Tuesday, April 12, 2011

on parenting....

I found this article on someone else's blog recently (I have no idea whose blog I stole it from, as I am addicted to blog reading and regularly read 20 or so blogs).


Can you read those tiny little words? I decided to post this today, after much thought about it, because every word of it is true. Especially the whole 'taking 45mins to do what would take the non-kid-havers 15 mins'. And I have the perfect scenario from this morning to back this up--


Usually, I can plop miss Ava down on my bed in front of Super Why and she will stay there and watch TV while I take a quick shower (no leg shaving here! I have to plan that crap now!). Although she usually stays on the bed, I lock the bedroom door and put a full laundry basket (because there's always one of those) in front of the door, just to keep her from wandering the whole house on her own (no telling what I would find her doing).


So, this morning, shortly after I get in the shower, I hear a big bang. I call for her, and she doesn't answer. So, I jump out of the shower, butt-ass nekked, conditioner still in my hair, and I find her standing on the outside of my bedroom door. When she sees me, she takes off running. Of course, I must chase her and return her to the safety of my room while I finish my shower at Mach speed. Of course, she thought it was hilarious. I, on the other hand, did not.


Why am I telling you this? Well, just to show how nothing goes as planned when you have a kid. That you really must do things the hard way, because sometimes that's the only way to do it. That more energy is used for the most mundane tasks, and a lot of times non-kid-havers just don't realize this.


I miss out on a lot with my friends. Sometimes it's because it's not a kid-friendly event, sometimes she's had a bad day and I can't even imagine taking her in public. Not that I don't like my friends, (I do, and I miss them) but sometimes I'd just rather be with my kid. And those of you that don't have kids just won't understand that.

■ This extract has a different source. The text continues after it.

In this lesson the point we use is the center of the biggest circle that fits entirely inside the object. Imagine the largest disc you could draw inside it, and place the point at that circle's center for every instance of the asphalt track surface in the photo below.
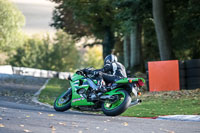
(19, 116)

My girl is 21 months and has yet to spend the night away from us. My co workers make fun of me for this. And I'm OK with that. Perhaps I am a little overboard with this, and it may be because I had to wait so long for her. Who knows.


The bottom line is- yes, I miss out on things now that I have a child. But this is NOTHING compared to what I was missing out on before I had a child, I just didn't know it yet. I had no idea how wonderful mommyhood was until I moved into the hood myself.


I love being a mom. I love being Ava's mom. And if that means missing out on other things, taking forever to do simple tasks, and rarely having the time to shave my legs, so be it. I hate shaving anyway.